Saturday, January 17, 2009

Lately in J-Pop

Some recent noteworthy things in my J-pop radar:

  • Crystal Kay posted about a recent shopping excursion with her mother at the Landmark Tower. I'm sure she still lives in Yokohama...I think I'd die if I saw her there (again--I think I saw her walk off the same train I was on at the Yokohama station in the summer of 2002). Anyway, I love her blog, low quality pictures and all.
  • Utada Hikaru posted about another English-language album from Island Def Jam on her blog, which led me to her MySpace. My initial reaction was, "MySpace?!" I suppose there's some marketing value to this. Anyway, she has a single up, "Come Back to Me," which I think sounds much more radio- and American mass-friendly than any of her electronic, ecclectic, pop-experimental stuff on her first major English-language album, "Exodus." It seems like the thing that was missing from "Exodus" was that drum machine snare fill that appears in every recent R&B/pop ballad.
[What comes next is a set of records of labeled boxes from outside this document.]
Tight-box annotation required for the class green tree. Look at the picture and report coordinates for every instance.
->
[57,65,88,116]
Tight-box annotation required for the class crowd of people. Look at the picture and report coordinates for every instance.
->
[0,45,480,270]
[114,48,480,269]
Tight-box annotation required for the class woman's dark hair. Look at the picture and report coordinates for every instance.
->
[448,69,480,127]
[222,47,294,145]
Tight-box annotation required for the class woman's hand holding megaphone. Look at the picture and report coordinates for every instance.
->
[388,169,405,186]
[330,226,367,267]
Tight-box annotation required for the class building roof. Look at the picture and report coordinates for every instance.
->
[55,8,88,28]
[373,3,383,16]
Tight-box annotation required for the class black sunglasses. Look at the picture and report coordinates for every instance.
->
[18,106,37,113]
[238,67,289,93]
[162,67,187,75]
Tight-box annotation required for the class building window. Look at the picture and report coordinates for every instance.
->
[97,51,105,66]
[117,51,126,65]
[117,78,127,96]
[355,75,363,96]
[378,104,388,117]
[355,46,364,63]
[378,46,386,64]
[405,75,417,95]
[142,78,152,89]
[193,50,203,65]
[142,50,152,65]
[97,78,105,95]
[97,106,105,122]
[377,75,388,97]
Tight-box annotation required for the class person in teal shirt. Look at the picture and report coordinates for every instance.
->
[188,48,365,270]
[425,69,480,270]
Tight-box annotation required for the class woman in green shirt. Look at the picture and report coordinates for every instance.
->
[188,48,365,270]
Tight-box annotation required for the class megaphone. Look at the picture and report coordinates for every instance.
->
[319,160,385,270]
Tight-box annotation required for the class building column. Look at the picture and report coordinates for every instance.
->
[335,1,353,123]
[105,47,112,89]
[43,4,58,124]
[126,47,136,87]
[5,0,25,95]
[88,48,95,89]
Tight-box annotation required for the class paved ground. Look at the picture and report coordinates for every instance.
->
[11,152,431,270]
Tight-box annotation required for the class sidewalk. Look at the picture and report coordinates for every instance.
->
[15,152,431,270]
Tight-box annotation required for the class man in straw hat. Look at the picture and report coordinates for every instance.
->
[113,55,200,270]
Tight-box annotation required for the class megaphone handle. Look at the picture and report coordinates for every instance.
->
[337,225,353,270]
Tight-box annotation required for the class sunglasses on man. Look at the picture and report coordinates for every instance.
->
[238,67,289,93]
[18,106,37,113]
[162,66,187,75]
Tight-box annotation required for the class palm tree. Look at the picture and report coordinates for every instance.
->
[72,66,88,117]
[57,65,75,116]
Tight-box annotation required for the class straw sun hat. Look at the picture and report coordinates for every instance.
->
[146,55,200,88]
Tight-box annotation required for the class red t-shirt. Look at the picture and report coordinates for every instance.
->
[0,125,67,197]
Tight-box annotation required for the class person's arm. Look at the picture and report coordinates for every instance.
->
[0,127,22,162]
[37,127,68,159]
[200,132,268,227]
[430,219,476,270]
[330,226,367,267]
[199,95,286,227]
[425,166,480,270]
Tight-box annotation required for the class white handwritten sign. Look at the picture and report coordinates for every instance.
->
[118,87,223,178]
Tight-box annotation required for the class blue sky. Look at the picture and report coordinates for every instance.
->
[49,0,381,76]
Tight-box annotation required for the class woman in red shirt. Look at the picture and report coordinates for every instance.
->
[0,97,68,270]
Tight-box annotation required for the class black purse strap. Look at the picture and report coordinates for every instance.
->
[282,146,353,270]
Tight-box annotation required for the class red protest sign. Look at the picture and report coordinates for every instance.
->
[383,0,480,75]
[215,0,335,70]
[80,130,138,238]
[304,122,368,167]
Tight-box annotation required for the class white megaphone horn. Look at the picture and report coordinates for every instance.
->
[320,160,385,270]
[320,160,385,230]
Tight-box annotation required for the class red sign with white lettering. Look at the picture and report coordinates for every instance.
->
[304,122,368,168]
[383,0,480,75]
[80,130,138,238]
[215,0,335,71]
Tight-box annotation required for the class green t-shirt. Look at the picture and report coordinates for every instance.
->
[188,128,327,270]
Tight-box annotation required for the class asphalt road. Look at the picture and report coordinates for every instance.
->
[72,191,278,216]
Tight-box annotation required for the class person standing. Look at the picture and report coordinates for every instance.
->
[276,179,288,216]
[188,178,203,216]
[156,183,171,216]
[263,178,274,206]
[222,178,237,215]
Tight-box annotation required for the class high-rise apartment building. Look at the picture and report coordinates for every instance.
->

I'm curious to see who, if anyone, helped out with this song, and I still wonder about the strength of her voice.
  • BoA is I guess trying to cross over to the States as well. Joe messaged me the other day about a song of hers out in America, and I remembered that I had seen a BoA video on this blog I frequent, Lulu's, who for a period of time was obsessed with the drop-crotch pant. BoA is wearing some mild drop-crotches in this video. The song, "Eat You Up," is entirely in English, and it's kind of smart in that it forces BoA to enunciate every word she says in the verses so that you understand her (she still has what sounds to me like a strong accent in some interview videos, not that you can't understand what she's saying). So this sounds possibly promising as well.
All of this leads me back to Crystal Kay. Why isn't she attempting to cross over? Maybe she and her team are watching her contemporaries test the waters first, especially after seeing Amerie appear on the R&B scene only to pretty much disappear. I suppose this is the low risk path...or maybe it's just the stay-in-Yokohama path. Hmm. 045 is the best area code to have, and "Yokohama" is the best regional license plate registration. Can't criticize that route.